Samuel Paty was the French teacher beheaded in the street by an angry Islamist last October after daring to show his students some of the Charlie Hebdo cartoons to make a point about French secularism.

Of course there’ some irony in having French academics complain about an ideology on American campuses that originally came from…French academics. Still some of the comments left by NY Times subscribers argue the French are right to worry (though as is always the case, you need to look at the comments being upvoted by readers in general rather than the Times’ staff picks). Here’s the top comment as I write this.

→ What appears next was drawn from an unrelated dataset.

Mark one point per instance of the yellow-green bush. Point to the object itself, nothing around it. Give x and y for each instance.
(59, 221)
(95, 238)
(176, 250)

Yes, importing the American political correctness/woke/cancel culture will destroy France. How do I know this? Because it is already destroying the US. It fuels social division, and it distracts from the real problems, which tend to be economic and environmental. Much of the recent scholarship coming from the US, obsessed about race and gender, is completely useless and extremely ideological. It is no wonder that many of the most important books of global interest from recent years, such as Picketty’s Capital in the 21st Century, do not come from the US. US universities are not free environments of vigorous intellectual debate anymore, and the faculty lives under constant fear of uttering the wrong word or phrase, and of being canceled because of their ideas. If a child of mine decided to study social sciences or a humanities field, the US would the last place I would send them to. I’m glad France is standing up against this nonsense. It gives me hope.

The 2nd most upvoted comment has a similar take:

I am sorry to see this toxic ideology infect so many young people. It is not just the post-2016 NYT. Educators are raising our children to view their freedoms as selfish. It is increasingly found in the US public schools and as a NYC public school teacher, it has given me a complete change of heart on school choice policy and vouchers, even if it goes against my own self interest as a teacher. Equality has been replaced with equity, competition replaced with cooperative learning, merit replaced with racism, intellectual rigor replaced with lazy emotional judgements and assimilation replaced with cultural segregation. Please supervise your child’s school curriculum to ensure that it is free of this cultish indoctrination.

And the 3rd most upvoted:

I attended university in the U.S. in the late 90’s and returned to school recently to complete a PhD program. What I found during my recent experience as a university student is that honest debate is no longer possible. Any opinion that deviates from the social justice warrior norm is scorned resulting in an atmosphere of censorship that is oppressive and stifling. I say this as an immigrant raised abroad by progressive academic parents. One professor got reported by a student for asking a question (politely in a non-offensive way) about her identity that was completely relevant to the class discussion. During one class discussion my cohort expressed outrage about the fact that someone asked me where I am from. Apparently this is a “micro aggression” even though I insisted (the supposed victim) that I was not offended by this. I explained that some of the most interesting conversations I’ve had since moving to the US started with this question. My daughter, who currently attends college, was considering majoring in English because she loves to write. One of her professors said that “good writing is a social construct” and most of the class time is spent on discussion. The pendulum has swung so far in the direction of left ideology that academia feels dictatorial. So much so that my original reason for pursuing a Phd -to teach- holds no appeal to me anymore.

I don’t know if France can prevent woke-ism from spreading on their own campuses, my guess is probably not, but they are right to at least try reject it. I wish we saw more of that here from academics.